Let $f$ be any continuous function which is second differentiable at $a$ (i.e. $f''(a)$ exists). By definition of second differentiability at a point, $f'(x)$ exists over $(a-\eta,a+\eta)$ for some $\eta > 0$. Define $g : (-\eta, \eta) \to \mathbb{R}$ by

$$g(x) = f(a+x) - f(a) - f'(a) x - \frac12 f''(a) x^2$$

It is clear $g$ is continuous, second differentiable at $a$ and $g'(x)$ exists over $(-\eta,\eta)$. Furthermore, $g(0) = g'(0) = g''(0) = 0$. What we want to show is equivalent to following statement

$$\lim_{h\to 0}\frac{g(2h) - 2g(h) + g(0)}{h^2} = 0 \tag{*1}$$

Since $f''(a)$ exists, $g''(0) = \lim_{h\to 0}\frac{g'(h)}{h}$ exists and vanishes.
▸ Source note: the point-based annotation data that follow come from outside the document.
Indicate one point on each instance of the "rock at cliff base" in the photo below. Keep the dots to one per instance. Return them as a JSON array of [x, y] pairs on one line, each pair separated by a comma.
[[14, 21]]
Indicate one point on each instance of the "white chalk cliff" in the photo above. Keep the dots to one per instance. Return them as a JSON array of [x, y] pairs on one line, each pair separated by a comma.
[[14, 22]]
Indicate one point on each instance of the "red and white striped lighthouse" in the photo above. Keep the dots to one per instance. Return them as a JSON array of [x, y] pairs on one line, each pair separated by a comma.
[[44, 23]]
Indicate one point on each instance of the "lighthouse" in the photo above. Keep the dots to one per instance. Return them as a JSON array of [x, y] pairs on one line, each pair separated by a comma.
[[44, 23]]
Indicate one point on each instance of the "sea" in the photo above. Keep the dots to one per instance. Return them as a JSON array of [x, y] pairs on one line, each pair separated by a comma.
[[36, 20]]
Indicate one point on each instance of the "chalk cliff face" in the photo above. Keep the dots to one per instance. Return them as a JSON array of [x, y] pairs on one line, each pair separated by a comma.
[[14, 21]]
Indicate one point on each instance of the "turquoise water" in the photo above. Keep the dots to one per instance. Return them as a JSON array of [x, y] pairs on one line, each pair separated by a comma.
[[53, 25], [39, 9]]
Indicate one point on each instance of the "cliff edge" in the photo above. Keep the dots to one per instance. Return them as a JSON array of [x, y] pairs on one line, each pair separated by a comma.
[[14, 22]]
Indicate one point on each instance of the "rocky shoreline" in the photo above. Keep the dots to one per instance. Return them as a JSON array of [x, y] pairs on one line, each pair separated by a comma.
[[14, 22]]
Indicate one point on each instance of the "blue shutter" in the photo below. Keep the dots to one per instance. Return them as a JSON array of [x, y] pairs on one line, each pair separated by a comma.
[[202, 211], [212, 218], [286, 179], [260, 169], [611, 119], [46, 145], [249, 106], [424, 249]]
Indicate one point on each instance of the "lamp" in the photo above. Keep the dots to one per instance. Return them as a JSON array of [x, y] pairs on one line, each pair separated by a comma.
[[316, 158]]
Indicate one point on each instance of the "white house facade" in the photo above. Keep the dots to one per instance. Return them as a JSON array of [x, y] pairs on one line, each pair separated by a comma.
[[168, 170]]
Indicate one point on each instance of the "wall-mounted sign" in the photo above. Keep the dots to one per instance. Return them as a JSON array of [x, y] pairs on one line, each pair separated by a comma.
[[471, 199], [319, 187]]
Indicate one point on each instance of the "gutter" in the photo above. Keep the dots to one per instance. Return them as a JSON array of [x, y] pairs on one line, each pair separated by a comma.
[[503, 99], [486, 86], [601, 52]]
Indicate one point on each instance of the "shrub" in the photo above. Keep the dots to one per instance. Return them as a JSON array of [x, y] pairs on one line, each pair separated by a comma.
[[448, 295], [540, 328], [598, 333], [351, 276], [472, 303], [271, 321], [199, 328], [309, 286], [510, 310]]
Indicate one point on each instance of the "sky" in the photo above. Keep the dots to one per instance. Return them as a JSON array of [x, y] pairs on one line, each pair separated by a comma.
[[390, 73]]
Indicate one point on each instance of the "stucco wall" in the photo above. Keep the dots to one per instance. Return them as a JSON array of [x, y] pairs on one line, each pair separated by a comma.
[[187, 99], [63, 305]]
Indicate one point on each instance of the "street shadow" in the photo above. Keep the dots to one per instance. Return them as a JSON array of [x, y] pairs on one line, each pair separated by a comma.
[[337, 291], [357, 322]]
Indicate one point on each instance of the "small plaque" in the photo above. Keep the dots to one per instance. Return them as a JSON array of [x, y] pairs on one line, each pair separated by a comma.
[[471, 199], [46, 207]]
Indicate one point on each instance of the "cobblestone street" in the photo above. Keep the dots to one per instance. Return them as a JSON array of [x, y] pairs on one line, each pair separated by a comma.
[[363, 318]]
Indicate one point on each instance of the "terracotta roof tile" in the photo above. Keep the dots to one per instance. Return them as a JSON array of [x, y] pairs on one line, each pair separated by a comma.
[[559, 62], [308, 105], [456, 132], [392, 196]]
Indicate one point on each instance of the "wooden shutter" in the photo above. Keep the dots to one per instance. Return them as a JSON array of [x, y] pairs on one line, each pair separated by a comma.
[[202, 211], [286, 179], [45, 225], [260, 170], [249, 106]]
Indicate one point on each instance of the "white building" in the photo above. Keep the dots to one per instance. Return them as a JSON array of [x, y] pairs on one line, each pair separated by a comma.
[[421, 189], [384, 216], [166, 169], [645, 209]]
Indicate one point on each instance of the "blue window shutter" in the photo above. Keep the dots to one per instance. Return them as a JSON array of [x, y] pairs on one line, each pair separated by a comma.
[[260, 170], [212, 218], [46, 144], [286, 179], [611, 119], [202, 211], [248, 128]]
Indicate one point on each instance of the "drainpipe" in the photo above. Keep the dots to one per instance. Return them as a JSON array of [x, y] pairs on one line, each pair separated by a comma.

For any $\epsilon > 0$, there exists a $\delta \in ( 0,\eta)$ such that

$$\left|\frac{g'(x)}{x}\right| = \left|\frac{g'(x) - g'(0)}{x}\right| < \frac{\epsilon}{3}\quad\text{ whenever }\quad 0 < |x| < \delta$$

For any $h$ such that $0 < |h| < \frac{\delta}{2}$, apply MVT to $g(2h) - g(h)$ and $g(h) - g(0)$, we find there are $p,q \in (0,1)$ such that $$\frac{g(2h) - g(h)}{h} = g'((1+p)h)\quad\text{ and }\quad \frac{g(h) - g(0)}{h} = g'(qh)$$

This leads to

$$\begin{align}\left|\frac{g(2h) - 2g(h) + g(0)}{h^2}\right| & \le \left| \frac{g(2h) - g(h)}{h^2}\right| + \left|\frac{g(h) - g(0)}{h^2}\right|\\ &= \left|\frac{g'((1+p)h)}{h}\right| + \left|\frac{g'(qh)}{h}\right| \\ & < \frac{\epsilon}{3}\left((1+p) + q\right)\\ & < \epsilon \end{align} $$

Since $\epsilon$ can be arbitrary small, $(*1)$ follows and hence $$\lim_{h\to 0}\frac{f(a+2h) - 2f(a+h) + f(a)}{h^2} = f''(a)$$